自分自身が生涯にわたり,日々刻々と,徹底的に坐禅に生きた。その生きた境涯をそのまま語るから,頭でっかちの知識,学者流の,評論家流の読みかじり,聞きかじりの知識が皆無だ。ありのまんまの自分を,これがわたしの仏法だと,威張りも衒いもせずに,率直に,単純にさらけ出す。
爽快このうえない。しかも,面白いエピソード満載だ。人間の業,弱点を,知り抜いている。大真面目に,ちっぽけな我執にしばられて,見当違いの方向に一所懸命生きる人間の様は,滑稽である。

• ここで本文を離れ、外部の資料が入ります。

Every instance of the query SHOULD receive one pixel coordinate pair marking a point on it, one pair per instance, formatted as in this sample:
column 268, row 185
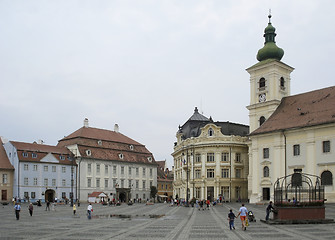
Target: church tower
column 269, row 80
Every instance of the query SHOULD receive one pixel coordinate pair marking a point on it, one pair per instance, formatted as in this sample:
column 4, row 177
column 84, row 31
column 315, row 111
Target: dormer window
column 210, row 132
column 262, row 84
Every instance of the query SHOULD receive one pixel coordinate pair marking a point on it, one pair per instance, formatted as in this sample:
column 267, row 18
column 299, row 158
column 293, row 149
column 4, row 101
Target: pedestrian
column 268, row 210
column 243, row 216
column 74, row 209
column 89, row 211
column 31, row 209
column 17, row 208
column 47, row 208
column 231, row 218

それは自分の知っている自分の姿だ。沢木老師が眺めた沢木老師自身の姿でもある。微苦笑を誘う。沢木老師が笑い飛ばしてくれる。
沢木老師はもとより,弟子の内山興正老師や酒井得元老師も,名人落語家のような顔をしている。落語と坐禅はどこか通じ合うのかもしれない。
いつもめでたい。人間に生まれてほんとうに素晴らしい。
いつもどこでもどんなときでも,心底このように気づきながら,日々喜んで,大安心のうちに生きるための坐禅。
不安や悩みを吹き飛ばし,気分爽快になりたい人,坐禅をしたくて励ましてほしい人には,きわめて善い本だ。